次に労働環境の整備(労働安全衛生法)に関する項目(前回調査時と同じ項目)では、「取り組んでいる」は 72.3%→68.0%、「取り組んでいない」は 18.9%→18.4%、「労働安全衛生法を知らない」は 8.8%→13.6%となっており、「取り組んでいる」の割合が減少している。
次に外部環境について影響があるものに関する項目(複数回答可)では、「金融情勢(円安・株高など)」は 33.2%、「世界情勢(ウクライナ・イスラエル・中国など)」は 23.1%、「トランプ関税」は 17.8%、「影響はない」は 19.2%、「その他」は 6.7%となっている。「その他」の自由記述では、銀・銅・アルミ等の価格上昇、コロナ後における産業またはビジネススタイルの変遷、公共投資といった回答があった。

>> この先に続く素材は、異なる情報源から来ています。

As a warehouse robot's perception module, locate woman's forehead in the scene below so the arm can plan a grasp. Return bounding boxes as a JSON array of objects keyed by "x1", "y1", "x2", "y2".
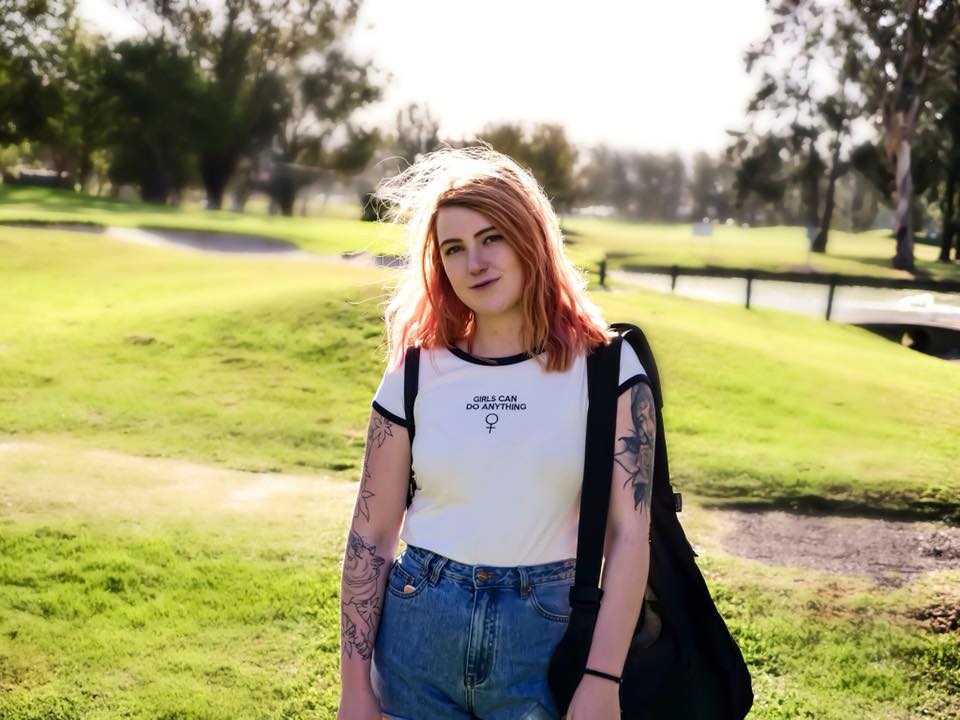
[{"x1": 437, "y1": 205, "x2": 493, "y2": 241}]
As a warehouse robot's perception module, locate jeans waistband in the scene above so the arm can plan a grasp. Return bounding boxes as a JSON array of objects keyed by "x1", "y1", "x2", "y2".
[{"x1": 404, "y1": 545, "x2": 577, "y2": 590}]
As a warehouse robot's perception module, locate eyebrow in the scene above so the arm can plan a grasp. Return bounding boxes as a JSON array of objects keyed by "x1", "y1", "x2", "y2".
[{"x1": 439, "y1": 225, "x2": 496, "y2": 247}]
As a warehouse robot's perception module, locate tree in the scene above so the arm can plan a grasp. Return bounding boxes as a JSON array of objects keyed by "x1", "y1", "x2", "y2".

最後に脱炭素・SDGs に関する項目(前回調査時と同じ項目)では、「取り組んでいる」は 52.0%→45.5%、「取り組んでいない」は 48.0%→55.5%となっている。「取り組んでいない」の回答割合が増加している。
以上の景況調査結果を振り返ると、DI は全体的には減少傾向にあり、業況判断における前期比の数値が大きく落ち込んでいる。特別質問の回答をみると、前回調査時とほぼ同じ回答項目となっており、各項目で増減がみられた。今後の景況を考えるうえで、関税に伴う国際経済の動向を注視する必要があるだろう。